Lycophytes, where sporophylls may be aggregated into strobili (Selaginella and some Lycopodium and related genera) or distributed singly among sterile leaves (Huperzia). Sporangia are borne in the axil or on the adaxial surface of the sporophyll. In heterosporous members, megasporophylls and microsporophylls may be intermixed or separated in a variety of patterns.
Ferns, which may produce sporophylls that are similar to sterile fronds or that appear very different from sterile fronds. These may be non-photosynthetic and lack typical pinnae (e.g. Onoclea)
Cycads produce strobili, both pollen-producing and seed-producing, that are composed of sporophylls.
Ginkgo produces microsporophylls aggregated into a pollen strobilus. Ovules are not born on sporophylls.
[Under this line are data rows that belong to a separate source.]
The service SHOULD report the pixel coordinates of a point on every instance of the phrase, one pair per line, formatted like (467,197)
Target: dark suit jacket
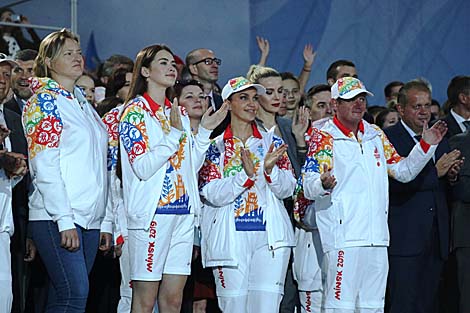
(460,213)
(453,127)
(217,100)
(13,105)
(18,144)
(21,40)
(413,205)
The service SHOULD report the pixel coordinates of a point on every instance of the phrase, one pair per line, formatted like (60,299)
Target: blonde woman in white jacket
(246,233)
(160,159)
(67,153)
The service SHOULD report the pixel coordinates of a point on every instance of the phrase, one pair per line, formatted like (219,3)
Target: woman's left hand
(211,120)
(273,156)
Sporangium:- sporangium (plural:
sporangia) is the capsule structure belonging to
many plants and fungi, in which the reproductive spores are
produced and stored. All land plants undergo an alteration of
generations to reproduce; the sporangium is borne
upon the sporophyte, which is the asexual second generation
structure.
Spore:-Spore, a reproductive cell capable of developing into a new individual without fusion with another reproductive cell. Spores thus differ from gametes, which are reproductive cells that must fuse in pairs in order to give rise to a new individual. Spores are agents of asexual reproduction, whereas gametes are agents of sexual reproduction. Spores are produced by bacteria, fungi, algae, and plants.